2. The method according to claim 1, further comprising posting a
plurality of requests for data transmission via a separate request
queue for each connection.
3. The method according to claim 1, further comprising transmitting
a segment of data having a Maximum Segment Size (MSS).
4. The method according to claim 1, further comprising accumulating
the pending requests in a queue prior to actual transmission, and
concatenating small messages into a single segment.
5. The method according to claim 1, further comprising postponing
posting requests of small size until all previous requests have
been completed.
6. The method according to claim 1, further comprising calculating
a requested maximal segment length of data to be transmitted, and
processing message descriptor information contained in the data to
determine actual data segment length.
7. The method according to claim 1, further comprising processing
message descriptor information contained in the data to be
transmitted, and if the message count is zero, setting a push (PSH)
flag in a TCP header of the data transmission.

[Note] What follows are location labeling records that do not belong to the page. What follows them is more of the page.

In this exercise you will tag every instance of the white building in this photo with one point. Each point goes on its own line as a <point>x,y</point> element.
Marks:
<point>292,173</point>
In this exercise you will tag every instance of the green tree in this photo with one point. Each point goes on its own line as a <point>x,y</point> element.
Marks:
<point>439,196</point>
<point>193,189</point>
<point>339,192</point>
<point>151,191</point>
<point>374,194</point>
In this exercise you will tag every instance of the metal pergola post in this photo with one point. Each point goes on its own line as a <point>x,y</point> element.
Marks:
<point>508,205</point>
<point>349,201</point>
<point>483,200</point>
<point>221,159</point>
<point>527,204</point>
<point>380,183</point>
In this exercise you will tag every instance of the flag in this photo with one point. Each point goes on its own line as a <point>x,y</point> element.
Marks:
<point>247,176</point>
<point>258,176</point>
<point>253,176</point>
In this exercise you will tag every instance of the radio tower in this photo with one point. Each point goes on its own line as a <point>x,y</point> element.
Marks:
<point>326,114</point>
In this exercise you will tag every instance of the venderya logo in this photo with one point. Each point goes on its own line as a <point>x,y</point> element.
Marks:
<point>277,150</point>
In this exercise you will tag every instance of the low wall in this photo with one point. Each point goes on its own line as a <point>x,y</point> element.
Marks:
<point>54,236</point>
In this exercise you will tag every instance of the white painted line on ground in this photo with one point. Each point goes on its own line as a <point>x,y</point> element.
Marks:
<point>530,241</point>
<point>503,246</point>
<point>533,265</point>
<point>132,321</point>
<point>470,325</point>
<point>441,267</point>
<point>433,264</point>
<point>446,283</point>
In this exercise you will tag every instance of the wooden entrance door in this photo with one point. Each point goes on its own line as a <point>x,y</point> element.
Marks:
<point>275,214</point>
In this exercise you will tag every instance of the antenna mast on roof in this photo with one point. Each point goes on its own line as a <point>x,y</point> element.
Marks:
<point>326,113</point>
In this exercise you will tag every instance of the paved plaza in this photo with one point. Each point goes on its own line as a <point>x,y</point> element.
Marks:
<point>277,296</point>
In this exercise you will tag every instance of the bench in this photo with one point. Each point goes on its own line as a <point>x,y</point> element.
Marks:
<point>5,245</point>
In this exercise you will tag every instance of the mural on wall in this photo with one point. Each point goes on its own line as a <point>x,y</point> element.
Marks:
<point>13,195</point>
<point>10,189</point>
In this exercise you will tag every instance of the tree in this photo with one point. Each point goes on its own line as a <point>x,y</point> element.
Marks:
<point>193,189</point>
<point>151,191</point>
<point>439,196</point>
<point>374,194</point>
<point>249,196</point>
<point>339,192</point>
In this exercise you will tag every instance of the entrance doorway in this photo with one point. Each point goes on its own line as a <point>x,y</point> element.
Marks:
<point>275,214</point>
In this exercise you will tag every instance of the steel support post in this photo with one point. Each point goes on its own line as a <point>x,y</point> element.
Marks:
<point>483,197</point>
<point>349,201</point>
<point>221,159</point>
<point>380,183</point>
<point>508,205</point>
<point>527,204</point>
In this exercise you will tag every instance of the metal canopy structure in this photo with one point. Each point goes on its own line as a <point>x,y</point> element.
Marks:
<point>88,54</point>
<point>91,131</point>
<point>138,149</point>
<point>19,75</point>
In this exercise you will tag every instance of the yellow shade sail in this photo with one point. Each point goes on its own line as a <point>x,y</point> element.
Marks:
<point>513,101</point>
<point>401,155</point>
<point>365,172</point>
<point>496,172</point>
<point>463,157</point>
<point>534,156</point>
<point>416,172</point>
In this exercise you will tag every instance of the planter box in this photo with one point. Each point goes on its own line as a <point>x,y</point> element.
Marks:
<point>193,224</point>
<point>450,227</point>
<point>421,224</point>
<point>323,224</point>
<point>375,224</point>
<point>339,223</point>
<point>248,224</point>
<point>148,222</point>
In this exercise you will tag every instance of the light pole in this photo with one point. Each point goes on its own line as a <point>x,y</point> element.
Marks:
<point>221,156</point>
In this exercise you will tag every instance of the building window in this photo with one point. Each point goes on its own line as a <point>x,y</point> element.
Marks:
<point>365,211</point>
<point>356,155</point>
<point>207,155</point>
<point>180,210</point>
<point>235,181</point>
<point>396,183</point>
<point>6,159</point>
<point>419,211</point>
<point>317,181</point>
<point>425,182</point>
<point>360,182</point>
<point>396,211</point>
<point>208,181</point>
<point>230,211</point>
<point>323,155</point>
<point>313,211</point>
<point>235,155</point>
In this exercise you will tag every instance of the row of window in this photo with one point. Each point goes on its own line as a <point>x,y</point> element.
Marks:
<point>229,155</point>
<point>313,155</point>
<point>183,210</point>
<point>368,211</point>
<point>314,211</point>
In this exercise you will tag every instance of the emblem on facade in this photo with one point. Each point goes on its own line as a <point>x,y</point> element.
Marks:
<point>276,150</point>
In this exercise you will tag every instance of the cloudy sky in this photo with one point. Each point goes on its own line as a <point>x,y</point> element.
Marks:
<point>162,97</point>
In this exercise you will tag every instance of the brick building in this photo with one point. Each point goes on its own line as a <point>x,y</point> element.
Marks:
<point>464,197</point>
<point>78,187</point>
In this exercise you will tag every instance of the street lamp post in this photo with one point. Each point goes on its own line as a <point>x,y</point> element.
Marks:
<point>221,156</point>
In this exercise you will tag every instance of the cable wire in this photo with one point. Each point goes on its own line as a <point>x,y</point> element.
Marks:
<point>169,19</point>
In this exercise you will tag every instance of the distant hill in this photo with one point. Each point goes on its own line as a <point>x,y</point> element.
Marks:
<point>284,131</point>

8. The method according to claim 1, further comprising processing
message descriptor information contained in the data to be
transmitted, and if the message count is zero and a request to
close connection has been received, setting a finish (FIN) flag in
a TCP header of the data transmission.
9. The method according to claim 1, further comprising, prior to
updating the message count, setting a send urgent context field in
the data to be transmitted.
10. The method according to claim 1, further comprising keeping
send requests in data structures in a host memory prior to data
transmission.
11. A computer program product for implementing TCP, the computer
program product comprising: first instructions for updating a
number of pending requests received for data transmission via a TCP
connection, the number of pending requests being called the message
count; and second instructions for making a decision regarding data
transmission based on the message count regardless of a byte count
of data to be transmitted.
12. The computer program product according to claim 11, further
comprising instructions for accumulating the pending requests in a
queue prior to actual transmission, and concatenating small
messages into a single segment.
13. The computer program product according to claim 11, further
comprising instructions for postponing posting requests of small
size until all previous requests have been completed.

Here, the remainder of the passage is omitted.